A thin PyTorch-Lightning wrapper for building configuration-based DL pipelines with Hydra.
- PyTorch Lightning
- Hydra
- Pydantic
- etc.
$ pip install -U hiraishin
Define a model class that has training components with type annotations.
import torch.nn as nn
import torch.optim as optim
from hiraishin.models import BaseModel
class ToyModel(BaseModel):
net: nn.Linear
criterion: nn.CrossEntropyLoss
optimizer: optim.Adam
scheduler: optim.lr_schedulers.ExponentialLR
def __init__(self, config: DictConfig) -> None:
super().__init__(config)
Modules with the following prefixes are instantiated by their own role-specific logic.
net
criterion
optimizer
scheduler
The same notation can be used to define components other than the learning components listed above (e.g., tokenizers). It is also possible to define built-in type constants that are YAML serializable.
class ToyModel(BaseModel):
net: nn.Linear
criterion: nn.CrossEntropyLoss
optimizer: optim.Adam
scheduler: optim.lr_schedulers.ExponentialLR
# additional components and constants
tokenizer: MyTokenizer
n_classes: int
def __init__(self, config: DictConfig) -> None:
super().__init__(config)
Hiraishin provides a CLI command that automatically generates a configuration file based on type annotations.
For example, if ToyModel
is defined in models.py
(i.e., from models import ToyModel
can be executed in the code), then the following command will generate the configuration file automatically.
$ hiraishin generate model.ToyModel --output_dir config/model
The config has been generated! --> config/model/ToyModel.yaml
Let's take a look at the generated file.
_target_: models.ToyModel
_recursive_: false
config:
networks:
net:
args:
_target_: torch.nn.Linear
out_features: ???
in_features: ???
weights:
initializer: null
path: null
losses:
criterion:
args:
_target_: torch.nn.CrossEntropyLoss
weight: 1.0
optimizers:
optimizer:
args:
_target_: torch.optim.Adam
params:
- ???
scheduler:
args:
_target_: torch.optim.lr_scheduler.ExponentialLR
gamma: ???
interval: epoch
frequency: 1
strict: true
monitor: null
tokenizer:
_target_: MyTokenizer
n_classes: ???
First of all, it is compliant with the instantiation by hydra.utils.instantiate
.
The positional arguments are filled with ???

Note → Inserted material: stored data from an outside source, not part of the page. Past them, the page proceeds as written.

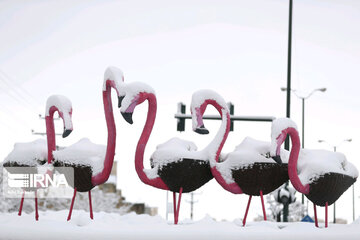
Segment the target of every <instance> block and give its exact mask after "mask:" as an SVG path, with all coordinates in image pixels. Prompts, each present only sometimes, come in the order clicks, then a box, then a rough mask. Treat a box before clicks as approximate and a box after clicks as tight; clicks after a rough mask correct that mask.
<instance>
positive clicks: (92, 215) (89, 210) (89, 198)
mask: <svg viewBox="0 0 360 240" xmlns="http://www.w3.org/2000/svg"><path fill="white" fill-rule="evenodd" d="M89 211H90V218H91V219H94V214H93V212H92V204H91V190H90V191H89Z"/></svg>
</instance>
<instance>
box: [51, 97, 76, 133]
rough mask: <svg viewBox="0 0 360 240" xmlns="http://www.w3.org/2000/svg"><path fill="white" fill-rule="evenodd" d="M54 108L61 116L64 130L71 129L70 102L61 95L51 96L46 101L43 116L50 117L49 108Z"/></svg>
mask: <svg viewBox="0 0 360 240" xmlns="http://www.w3.org/2000/svg"><path fill="white" fill-rule="evenodd" d="M52 106H55V107H56V108H57V109H58V110H59V111H60V112H62V114H63V118H64V124H65V128H66V129H72V122H71V116H70V114H69V113H70V112H72V104H71V101H70V100H69V99H68V98H67V97H65V96H63V95H52V96H50V97H49V98H48V99H47V101H46V109H45V115H46V116H49V115H50V112H49V111H50V108H51V107H52Z"/></svg>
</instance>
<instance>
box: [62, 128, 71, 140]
mask: <svg viewBox="0 0 360 240" xmlns="http://www.w3.org/2000/svg"><path fill="white" fill-rule="evenodd" d="M71 132H72V130H70V129H64V132H63V135H62V137H63V138H66V137H67V136H69V135H70V133H71Z"/></svg>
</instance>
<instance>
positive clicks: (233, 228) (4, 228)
mask: <svg viewBox="0 0 360 240" xmlns="http://www.w3.org/2000/svg"><path fill="white" fill-rule="evenodd" d="M67 214H68V211H67V210H63V211H46V212H42V211H40V213H39V215H40V220H39V222H36V221H35V220H34V213H29V214H26V213H23V215H22V216H21V217H19V216H17V214H15V213H4V214H2V215H0V224H1V231H0V238H1V239H44V240H45V239H49V236H51V239H52V240H57V239H88V240H92V239H134V240H136V239H156V240H165V239H173V240H177V239H179V240H187V239H189V240H190V239H207V240H210V239H229V240H230V239H231V240H232V239H234V240H235V239H247V240H258V239H281V240H285V239H292V240H303V239H319V240H320V239H321V240H322V239H324V240H325V239H326V240H335V239H347V240H357V239H359V234H360V228H359V227H358V224H349V225H346V224H330V225H329V228H327V229H323V228H316V227H315V226H314V224H313V223H301V222H294V223H276V222H248V223H247V225H246V227H241V224H240V225H239V223H241V222H240V221H236V222H228V221H215V220H212V219H211V217H209V216H206V217H205V218H204V219H202V220H200V221H193V222H190V221H189V222H188V224H182V221H180V224H178V225H174V224H173V223H167V222H166V220H164V219H162V218H161V217H159V216H155V217H151V216H148V215H145V214H141V215H136V214H134V213H131V214H126V215H120V214H115V213H104V212H95V213H94V220H90V218H89V212H85V211H83V210H73V218H72V220H70V221H69V222H67V221H66V217H67ZM86 218H87V219H88V220H86ZM39 223H41V224H39Z"/></svg>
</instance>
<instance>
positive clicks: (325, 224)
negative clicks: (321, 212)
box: [325, 202, 328, 228]
mask: <svg viewBox="0 0 360 240" xmlns="http://www.w3.org/2000/svg"><path fill="white" fill-rule="evenodd" d="M327 209H328V203H327V202H326V203H325V227H326V228H327V227H328V218H327V216H328V215H327Z"/></svg>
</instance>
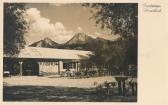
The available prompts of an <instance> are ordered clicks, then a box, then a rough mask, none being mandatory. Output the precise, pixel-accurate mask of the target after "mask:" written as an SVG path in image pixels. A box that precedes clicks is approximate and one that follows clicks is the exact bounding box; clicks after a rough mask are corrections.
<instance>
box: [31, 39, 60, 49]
mask: <svg viewBox="0 0 168 105" xmlns="http://www.w3.org/2000/svg"><path fill="white" fill-rule="evenodd" d="M29 46H31V47H46V48H58V47H60V46H61V45H60V44H58V43H56V42H54V41H53V40H51V39H50V38H48V37H46V38H44V39H43V40H40V41H37V42H34V43H33V44H31V45H29Z"/></svg>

that indicates mandatory parameters. They should be overridden by the values you want to set.
The rest of model definition is only defining your training routine along with the style of PyTorch Lightning.
class ToyModel(BaseModel):
...
def forward(self, x: torch.Tensor) -> torch.Tensor:
return self.net(x)
def training_step(self, batch, *args, **kwargs) -> torch.Tensor:
x, target = batch
pred = self.forward(x)
loss = self.criterion(pred, target)
self.log('loss/train', loss)
return loss
The defined model can be instantiated from configuration file. Let's train your models!
from hydra.utils import inatantiate
from omegeconf import OmegaConf
def app():
...
config = OmegaConf.load('config/model/toy.yaml')
model = inatantiate(config)
print(model)
# ToyModel(
# (net): Linear(in_features=1, out_features=1, bias=True)
# (criterion): CrossEntropyLoss()
# )
trainer.fit(model, ...)
You can easily load trained models by using the checkpoints generated by PyTorch Lightning's standard features. Let's test your models!
from hiraishin.utils import load_from_checkpoint
model = load_from_checkpoint('path/to/model.ckpt')
print(model)
# ToyModel(
# (net): Linear(in_features=1, out_features=1, bias=True)
# (criterion): CrossEntropyLoss()
# )
Hiraishin is licensed under the Apache License, Version 2.0. See LICENSE for the full license text.